ZTL beachten: Das historische Zentrum von Ancona ist größtenteils eine verkehrsberuhigte Zone (ZTL). Versuchen Sie nicht, sich dem Domviertel oder den engen Gassen des Zentrums mit einem Wohnmobil zu nähern: Die ZTL-Kameras sind aktiv und die Straßen sind für hohe Fahrzeuge oft physisch unpassierbar. Nutzen Sie stets die Parkplätze am Stadtrand und die öffentlichen Verkehrsmittel.
Technische Vorbereitungen vor der Abfahrt: Wenn Sie Ihre Wassertanks füllen oder leeren müssen, nutzen Sie den Stellplatz Scataglini, bevor Sie Ancona verlassen. Er ist kostenlos, funktional und günstig von der Autobahn aus erreichbar.
Der Conero in Reichweite: Wenn Sie einen zusätzlichen Tag haben, fahren Sie nach Süden. Nur zwanzig Minuten entfernt liegt die Riviera del Conero mit den Stränden von Portonovo, Sirolo und Numana — einige der schönsten an der Adria. Achtung: Die Straßen im Conero-Park sind eng und kurvenreich, nicht für lange Wohnmobile geeignet. Es ist besser, das Fahrzeug in der Ebene abzustellen und mit den Sommer-Shuttles zu den Stränden zu fahren.
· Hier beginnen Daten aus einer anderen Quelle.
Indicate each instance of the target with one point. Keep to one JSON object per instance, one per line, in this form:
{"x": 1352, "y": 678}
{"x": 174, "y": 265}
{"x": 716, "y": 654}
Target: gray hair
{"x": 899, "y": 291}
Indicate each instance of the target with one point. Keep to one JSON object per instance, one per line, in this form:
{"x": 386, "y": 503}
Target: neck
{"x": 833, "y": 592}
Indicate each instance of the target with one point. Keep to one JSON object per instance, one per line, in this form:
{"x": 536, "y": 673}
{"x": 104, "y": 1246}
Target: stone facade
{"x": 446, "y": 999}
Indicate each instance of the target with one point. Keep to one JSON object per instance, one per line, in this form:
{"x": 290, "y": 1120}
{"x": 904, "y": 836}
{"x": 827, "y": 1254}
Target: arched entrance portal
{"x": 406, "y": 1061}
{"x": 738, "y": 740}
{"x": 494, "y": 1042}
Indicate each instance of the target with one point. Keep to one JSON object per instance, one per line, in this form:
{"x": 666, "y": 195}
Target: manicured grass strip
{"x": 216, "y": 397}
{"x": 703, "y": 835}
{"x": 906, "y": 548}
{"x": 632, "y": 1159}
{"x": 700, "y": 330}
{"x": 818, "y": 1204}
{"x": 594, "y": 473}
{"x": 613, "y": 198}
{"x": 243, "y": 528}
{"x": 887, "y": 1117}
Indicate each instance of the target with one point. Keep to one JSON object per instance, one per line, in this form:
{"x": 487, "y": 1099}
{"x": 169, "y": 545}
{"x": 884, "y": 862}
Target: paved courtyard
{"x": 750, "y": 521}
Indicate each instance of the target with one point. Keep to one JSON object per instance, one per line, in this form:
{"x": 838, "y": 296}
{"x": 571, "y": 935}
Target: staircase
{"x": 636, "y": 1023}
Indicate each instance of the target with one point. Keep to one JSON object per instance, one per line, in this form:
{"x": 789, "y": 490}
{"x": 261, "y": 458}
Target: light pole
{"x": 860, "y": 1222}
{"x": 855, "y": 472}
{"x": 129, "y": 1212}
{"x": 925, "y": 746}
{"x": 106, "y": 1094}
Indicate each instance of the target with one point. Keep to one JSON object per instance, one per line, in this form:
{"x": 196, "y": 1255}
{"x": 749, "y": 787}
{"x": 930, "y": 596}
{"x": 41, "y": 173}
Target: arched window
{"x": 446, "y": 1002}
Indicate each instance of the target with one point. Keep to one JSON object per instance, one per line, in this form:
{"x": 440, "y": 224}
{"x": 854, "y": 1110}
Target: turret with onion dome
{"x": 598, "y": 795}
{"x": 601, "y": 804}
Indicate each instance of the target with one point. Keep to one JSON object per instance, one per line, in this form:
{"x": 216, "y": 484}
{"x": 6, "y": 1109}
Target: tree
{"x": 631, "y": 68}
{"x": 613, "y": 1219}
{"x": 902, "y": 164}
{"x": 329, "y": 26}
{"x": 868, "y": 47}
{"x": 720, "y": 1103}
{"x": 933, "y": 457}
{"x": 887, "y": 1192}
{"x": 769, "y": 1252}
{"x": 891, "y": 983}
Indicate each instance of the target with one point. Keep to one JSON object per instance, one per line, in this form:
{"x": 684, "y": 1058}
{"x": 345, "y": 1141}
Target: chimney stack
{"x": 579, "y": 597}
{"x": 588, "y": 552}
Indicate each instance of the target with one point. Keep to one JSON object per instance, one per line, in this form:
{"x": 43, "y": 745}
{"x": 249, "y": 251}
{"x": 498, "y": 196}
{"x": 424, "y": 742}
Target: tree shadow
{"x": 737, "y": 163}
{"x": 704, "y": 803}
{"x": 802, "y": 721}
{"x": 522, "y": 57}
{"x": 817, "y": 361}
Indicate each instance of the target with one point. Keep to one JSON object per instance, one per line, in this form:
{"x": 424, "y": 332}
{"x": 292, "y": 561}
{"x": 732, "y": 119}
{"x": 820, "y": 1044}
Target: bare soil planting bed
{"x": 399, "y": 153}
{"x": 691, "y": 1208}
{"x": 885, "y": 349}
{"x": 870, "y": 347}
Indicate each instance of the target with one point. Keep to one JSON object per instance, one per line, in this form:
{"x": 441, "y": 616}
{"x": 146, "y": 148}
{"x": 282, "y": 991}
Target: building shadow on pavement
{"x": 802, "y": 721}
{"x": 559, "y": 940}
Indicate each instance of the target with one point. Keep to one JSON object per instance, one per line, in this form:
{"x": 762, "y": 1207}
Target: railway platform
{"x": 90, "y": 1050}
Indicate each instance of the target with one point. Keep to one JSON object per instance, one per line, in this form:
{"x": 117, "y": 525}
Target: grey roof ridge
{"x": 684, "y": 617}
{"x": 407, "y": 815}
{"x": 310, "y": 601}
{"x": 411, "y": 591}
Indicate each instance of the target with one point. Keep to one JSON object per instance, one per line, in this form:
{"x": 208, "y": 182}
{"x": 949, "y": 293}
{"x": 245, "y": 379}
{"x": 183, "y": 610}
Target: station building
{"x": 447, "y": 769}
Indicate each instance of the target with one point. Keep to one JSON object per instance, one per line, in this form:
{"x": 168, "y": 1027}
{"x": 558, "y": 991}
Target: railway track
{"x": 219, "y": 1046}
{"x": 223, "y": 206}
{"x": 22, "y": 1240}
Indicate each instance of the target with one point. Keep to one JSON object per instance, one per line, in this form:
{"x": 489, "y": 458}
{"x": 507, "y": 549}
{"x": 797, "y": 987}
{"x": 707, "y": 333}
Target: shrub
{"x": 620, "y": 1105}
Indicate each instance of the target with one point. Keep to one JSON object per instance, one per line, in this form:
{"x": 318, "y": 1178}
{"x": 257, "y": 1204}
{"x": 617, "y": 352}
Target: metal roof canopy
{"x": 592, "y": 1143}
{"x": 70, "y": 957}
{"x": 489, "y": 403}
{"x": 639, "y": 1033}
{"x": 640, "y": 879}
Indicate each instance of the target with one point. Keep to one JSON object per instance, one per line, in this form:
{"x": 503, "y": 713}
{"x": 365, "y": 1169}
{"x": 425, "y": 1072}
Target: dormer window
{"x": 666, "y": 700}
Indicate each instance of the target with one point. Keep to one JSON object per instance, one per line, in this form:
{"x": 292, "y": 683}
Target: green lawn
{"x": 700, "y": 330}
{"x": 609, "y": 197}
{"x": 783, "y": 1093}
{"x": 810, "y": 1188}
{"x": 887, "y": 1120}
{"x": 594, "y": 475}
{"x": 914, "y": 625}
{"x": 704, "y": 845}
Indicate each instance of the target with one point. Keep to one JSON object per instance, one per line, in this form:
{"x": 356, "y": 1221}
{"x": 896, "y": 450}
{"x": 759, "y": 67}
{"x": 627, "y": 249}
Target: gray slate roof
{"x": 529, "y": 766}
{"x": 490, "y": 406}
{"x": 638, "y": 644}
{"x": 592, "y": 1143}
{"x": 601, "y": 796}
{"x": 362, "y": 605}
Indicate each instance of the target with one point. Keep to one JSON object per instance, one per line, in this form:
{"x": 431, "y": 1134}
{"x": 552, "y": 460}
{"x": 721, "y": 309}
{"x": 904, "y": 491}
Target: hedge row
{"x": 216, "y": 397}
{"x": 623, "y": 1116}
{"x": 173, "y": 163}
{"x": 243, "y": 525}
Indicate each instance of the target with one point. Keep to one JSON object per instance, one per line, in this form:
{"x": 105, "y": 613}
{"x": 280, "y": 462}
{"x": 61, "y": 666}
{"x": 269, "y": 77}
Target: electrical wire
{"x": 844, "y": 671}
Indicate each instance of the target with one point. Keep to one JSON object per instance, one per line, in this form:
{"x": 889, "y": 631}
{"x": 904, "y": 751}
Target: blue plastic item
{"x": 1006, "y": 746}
Der Mercato delle Erbe: Wenn Sie vor der Weiterreise hochwertig einkaufen möchten, ist der Mercato delle Erbe (Via della Loggia) einer der schönsten Indoor-Märkte der Marken — frischer Fisch, lokales Gemüse, Käse und Wurstwaren. Geöffnet vormittags, Montag bis Samstag.

👉 Ancona ist eine jener Städte, die man zu spät entdeckt und sofort bereut: Allzu oft nur durch das Fenster einer Fähre betrachtet, verbirgt sie eine Schichtung aus Geschichte, Kunst und Gastronomie, die sie zu einem unverzichtbaren Stopp für jeden macht, der die Adriaküste mit dem Wohnmobil bereist. Setzen Sie sie auf Ihre Liste — und halten Sie diesmal wirklich an.